Erectile dysfunction (ED), the inability to achieve or maintain an erection sufficient for satisfactory sexual activity, is one of the most common sexual dysfunctions in men. ED may have a dramatic impact on the quality of life of many men and their partners.


The aim of this systematic review was to evaluate and summarise the effectiveness and safety of PGE1 in the treatment of erectile dysfunction.


We searched the Cochrane MS Group Trials Register (June 2003), the Cochrane Central Register of Controlled Trials (issue 2, 2003), MEDLINE (January 1966 - June 2003), EMBASE (January 1988 - June 2003) and reference lists of articles. We also undertook handsearching and contacting trialists and pharmaceutical companies.


All unconfounded, double blind, randomised controlled trials comparing PGE1 and placebo treatment in participants with ED of different aetiology were considered. Primary outcomes were: (a) patient and partner satisfaction measured by means of a self-assessment; (b) quality of life and (c) safety assessment. Both parallel group and cross-over design trials were considered for inclusion.


All the reviewers independently selected articles for inclusion, assessed the trials' quality and extracted the data. Study authors were contacted for additional information.


Four trials involving 1.873 people, heterogeneous with respect to aetiology of ED, were included. Study design was two cross-over and two parallel group trials. Only the latter provided adequate data for meta-analyses. PGE1 was effective during follow-up in the "at least one successful intercourse" outcome (Peto Odds Ratio, OR 7.22, 95% CI. 5.68-9.18) and "number of successful intercourse/number of PGE1 administrations" (Peto Odds Ratio, OR 6.46, 95% CI. 5.95-7.01). One cross-over study reported "at least one successful intercourse" in 63.6% of participants with at least one dose of PGE1 (P < 0.01 for each active dose versus placebo). In the other cross-over study, only one of three treatment groups conducted a self-evaluation (55.5%: "good" or "excellent" response). Adverse effects were most frequent in the treated groups and occurred more often and intensely as doses increased. Penile pain (Peto OR 7.39, 95% CI. 5.40-10.12) and minor urethral trauma (Peto OR 3.79, 95% CI. 1.88-7.65) were predominant.

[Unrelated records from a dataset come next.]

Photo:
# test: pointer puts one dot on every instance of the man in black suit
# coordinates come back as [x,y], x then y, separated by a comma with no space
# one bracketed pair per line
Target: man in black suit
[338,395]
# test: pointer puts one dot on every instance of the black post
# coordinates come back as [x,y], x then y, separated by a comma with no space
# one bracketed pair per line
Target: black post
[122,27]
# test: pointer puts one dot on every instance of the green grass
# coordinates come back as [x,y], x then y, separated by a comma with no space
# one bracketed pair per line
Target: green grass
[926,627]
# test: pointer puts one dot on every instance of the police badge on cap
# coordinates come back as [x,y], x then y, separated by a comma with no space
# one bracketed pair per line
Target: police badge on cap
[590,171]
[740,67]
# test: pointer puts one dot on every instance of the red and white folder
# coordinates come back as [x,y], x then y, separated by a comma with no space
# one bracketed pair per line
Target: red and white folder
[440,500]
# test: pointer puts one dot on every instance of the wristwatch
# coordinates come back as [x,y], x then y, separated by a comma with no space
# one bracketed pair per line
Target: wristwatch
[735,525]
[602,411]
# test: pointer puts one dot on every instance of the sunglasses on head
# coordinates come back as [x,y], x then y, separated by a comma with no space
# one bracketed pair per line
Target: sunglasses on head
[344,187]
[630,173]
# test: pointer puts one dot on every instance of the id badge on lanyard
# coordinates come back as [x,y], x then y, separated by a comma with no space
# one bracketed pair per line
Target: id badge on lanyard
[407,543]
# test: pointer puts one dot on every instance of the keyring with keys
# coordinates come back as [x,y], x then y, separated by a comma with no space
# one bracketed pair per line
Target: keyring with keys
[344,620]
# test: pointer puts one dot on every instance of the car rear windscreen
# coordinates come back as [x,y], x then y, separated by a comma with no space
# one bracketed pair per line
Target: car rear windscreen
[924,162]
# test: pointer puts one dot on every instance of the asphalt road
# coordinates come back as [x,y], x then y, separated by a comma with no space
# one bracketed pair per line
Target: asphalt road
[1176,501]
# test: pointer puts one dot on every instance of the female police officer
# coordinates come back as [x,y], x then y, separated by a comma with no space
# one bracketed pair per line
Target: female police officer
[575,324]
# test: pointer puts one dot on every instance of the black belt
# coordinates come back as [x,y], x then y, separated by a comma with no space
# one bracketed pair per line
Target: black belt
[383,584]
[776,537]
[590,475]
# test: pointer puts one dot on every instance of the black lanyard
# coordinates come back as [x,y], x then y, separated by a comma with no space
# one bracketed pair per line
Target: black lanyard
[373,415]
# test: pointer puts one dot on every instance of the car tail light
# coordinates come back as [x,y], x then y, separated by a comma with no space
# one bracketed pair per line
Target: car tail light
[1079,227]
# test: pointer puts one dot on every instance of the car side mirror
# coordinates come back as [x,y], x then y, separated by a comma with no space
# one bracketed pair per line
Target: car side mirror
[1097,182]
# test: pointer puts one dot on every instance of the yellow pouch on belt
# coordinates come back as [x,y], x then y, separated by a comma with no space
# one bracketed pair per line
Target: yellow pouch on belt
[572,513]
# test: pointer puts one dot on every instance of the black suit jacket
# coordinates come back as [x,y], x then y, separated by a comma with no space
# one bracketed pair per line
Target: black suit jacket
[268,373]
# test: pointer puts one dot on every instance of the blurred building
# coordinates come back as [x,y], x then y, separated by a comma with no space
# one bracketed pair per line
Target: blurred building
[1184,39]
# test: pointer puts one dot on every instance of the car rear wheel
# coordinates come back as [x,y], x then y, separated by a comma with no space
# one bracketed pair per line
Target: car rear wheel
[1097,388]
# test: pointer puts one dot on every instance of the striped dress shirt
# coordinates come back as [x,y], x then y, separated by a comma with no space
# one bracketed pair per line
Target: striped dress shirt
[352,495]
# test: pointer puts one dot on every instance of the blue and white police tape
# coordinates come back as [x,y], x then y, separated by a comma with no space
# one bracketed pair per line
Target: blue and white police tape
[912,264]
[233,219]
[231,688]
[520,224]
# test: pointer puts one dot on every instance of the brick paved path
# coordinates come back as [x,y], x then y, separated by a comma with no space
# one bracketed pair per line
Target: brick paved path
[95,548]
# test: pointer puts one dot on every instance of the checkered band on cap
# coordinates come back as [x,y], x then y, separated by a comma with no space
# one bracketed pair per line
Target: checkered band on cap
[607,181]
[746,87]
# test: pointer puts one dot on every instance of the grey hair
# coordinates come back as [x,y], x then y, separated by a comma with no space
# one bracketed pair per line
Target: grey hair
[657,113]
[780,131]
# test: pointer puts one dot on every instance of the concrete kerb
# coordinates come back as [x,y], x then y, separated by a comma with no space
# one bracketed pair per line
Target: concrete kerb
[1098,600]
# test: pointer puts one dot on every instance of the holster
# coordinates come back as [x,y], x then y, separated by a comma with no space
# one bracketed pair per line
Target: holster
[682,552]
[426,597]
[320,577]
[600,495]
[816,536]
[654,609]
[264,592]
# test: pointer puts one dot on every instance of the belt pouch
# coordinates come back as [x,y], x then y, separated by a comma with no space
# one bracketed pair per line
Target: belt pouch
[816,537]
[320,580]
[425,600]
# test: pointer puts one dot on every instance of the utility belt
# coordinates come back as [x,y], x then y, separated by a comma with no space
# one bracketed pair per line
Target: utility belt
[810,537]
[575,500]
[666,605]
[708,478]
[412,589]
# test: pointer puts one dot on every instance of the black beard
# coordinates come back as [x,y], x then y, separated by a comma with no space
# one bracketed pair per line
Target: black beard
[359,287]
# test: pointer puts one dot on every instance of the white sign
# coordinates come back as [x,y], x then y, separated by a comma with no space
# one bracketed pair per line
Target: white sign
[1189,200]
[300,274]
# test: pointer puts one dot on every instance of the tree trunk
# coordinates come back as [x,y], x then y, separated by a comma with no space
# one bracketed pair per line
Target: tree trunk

PGE1 was beneficial for many participants with ED of different aetiology. Adverse effects were proportional to dosage, albeit never serious. The use of PGE1 in ED could have been better interpreted if its effectiveness were compared by aetiology and with different forms of administrations, a longer follow-up were considered and more emphasis given to patient/partner relationships and quality of life.